Change is here to stay.

I know that in the short time that I have been living here there have been many revisions to my life but the one thing I do now is that…..

My girlfriend is officially now my fiancée and sooner or later will become my wife. Now that…..

is something I can adhere to.

Leap of Faith.

11:00 PM Posted by HD

So I took the biggest leap of faith yesterday.

I felt I was ready, but never have I ever felt so scared to go through with something in my life.

Let me rephrase this,

Rather,

It was nervousness over the fact that I have finally reached this stage in my life.

I mean...

The day started like any other Friday that I am off.

Sleeping in as I catch up on all the missed hours of sleep from the week.

Jogging 3 miles at Memorial Park here in Houston.

But today was going to be a little different.

A thought that I have been carrying around with me for the past couple of months was forcefully pushing itself to the surface of my mind.

It wasn't until this past week that I realized that I was ready to take this step.

Prior to my epiphany, I have been agonizing over this decision.

'Is this the right time'

'Am I rushing things'

'Am I to young to be making decisions like this'

Thoughts just kept swirling around my head and the problems that I was having with the rest of my life didn't help.

It got to the point that I was pushing my girlfriend away in hopes that it might make this decision easier.

But she stuck with me.

I mean it was never a questions in how much I love the girl, but rather, if she honestly felt the same way.

But I have known all along the extent of her love.

I digressed a bit.

So I went to the local mall to pick up some cleaning supplies for my apartment.

But,

this wasn't my true intentions.

My heart was beating a mile a minute as I got to the destication I intended for.

Since this wasn't the first time, I knew exactl what I was looking for.

'How much is this again'

I definitely didn't forget about that part of this arrangement.

But from all of this, the outcome is.....



This is a big step in my life and for some reason, though there are some things that I haven't figured out, all I know is that I want her riding shotgun along this crazy ride.



Its where your heart is.

8:40 PM Posted by HD

Have you ever felt stuck?

Take for instance, your driving along the road of life, complacent with the path that your own.

I mean this is all you have known, this route also known as the "fast" lane.

But instead, its only been an easy, straight forward route filled with lackluster scenery as you sit behind grandma while she is going 35 in a 60.

As you sit there, sweaty palms gripping the life out of your steering wheel, you look over and there is an off road path, leading you into the mountain tops through winding roads.
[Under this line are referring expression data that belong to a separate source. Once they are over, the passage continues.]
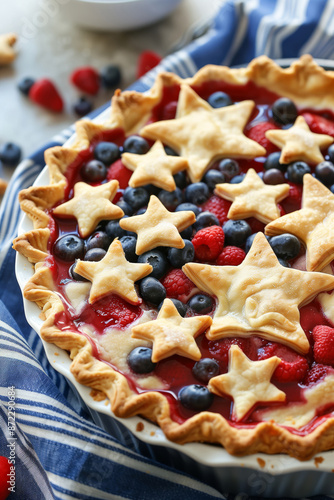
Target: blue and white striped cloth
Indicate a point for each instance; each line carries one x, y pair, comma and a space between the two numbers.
59, 452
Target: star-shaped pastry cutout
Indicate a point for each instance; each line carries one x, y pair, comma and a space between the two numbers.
158, 227
313, 224
154, 167
253, 198
172, 334
113, 274
90, 205
203, 134
7, 53
248, 382
259, 296
299, 143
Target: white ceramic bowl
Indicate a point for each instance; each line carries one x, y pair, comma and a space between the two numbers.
269, 476
117, 15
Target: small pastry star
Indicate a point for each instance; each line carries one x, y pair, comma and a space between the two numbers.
113, 274
299, 143
172, 334
203, 134
158, 227
90, 205
7, 53
154, 167
248, 382
259, 296
253, 198
313, 224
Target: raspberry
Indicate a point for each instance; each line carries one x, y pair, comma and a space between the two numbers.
86, 79
44, 93
217, 206
113, 311
147, 61
317, 372
319, 124
323, 349
293, 366
208, 243
220, 348
177, 284
257, 133
231, 256
120, 172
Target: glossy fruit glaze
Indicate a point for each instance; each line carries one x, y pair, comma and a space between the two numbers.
176, 371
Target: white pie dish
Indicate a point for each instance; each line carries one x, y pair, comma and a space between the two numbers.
259, 475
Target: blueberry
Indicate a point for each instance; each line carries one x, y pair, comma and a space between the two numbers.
236, 232
74, 275
272, 161
205, 219
107, 152
205, 368
195, 397
296, 171
180, 180
286, 246
110, 76
93, 171
99, 239
83, 106
69, 247
188, 206
95, 254
180, 256
136, 144
330, 152
197, 193
219, 100
230, 168
25, 85
151, 290
156, 258
213, 177
284, 111
129, 247
127, 209
237, 179
273, 177
136, 197
324, 171
180, 306
169, 151
114, 230
139, 360
201, 303
10, 154
171, 199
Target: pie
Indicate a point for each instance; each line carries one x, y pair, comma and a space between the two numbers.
183, 255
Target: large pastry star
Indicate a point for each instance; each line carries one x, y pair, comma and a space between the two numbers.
113, 274
172, 334
253, 198
158, 227
155, 167
248, 382
259, 296
313, 224
299, 143
7, 53
90, 205
202, 134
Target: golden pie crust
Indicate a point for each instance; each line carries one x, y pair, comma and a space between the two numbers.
309, 86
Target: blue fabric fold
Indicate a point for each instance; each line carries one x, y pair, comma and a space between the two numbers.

Just by looking at it, you know its gonna be a tough drive but deep down you wouldn't want it any other way.

I mean every pore on your body breathes adventure and the thought of losing yourself along this path sends a rush of excitement down your spine.

Contemplating taking the turn, a voice from your passenger seats rings loudly in your ear and you realize that this is no longer just one person mapping this route out.

Its a partnership in this road trip of life, so there needs to be room for compromise.

It's a learning process...

This thing called compromise.

There are things that you might have to give up for the sake of the relationship..

So what are part of yourself are you willing to give up?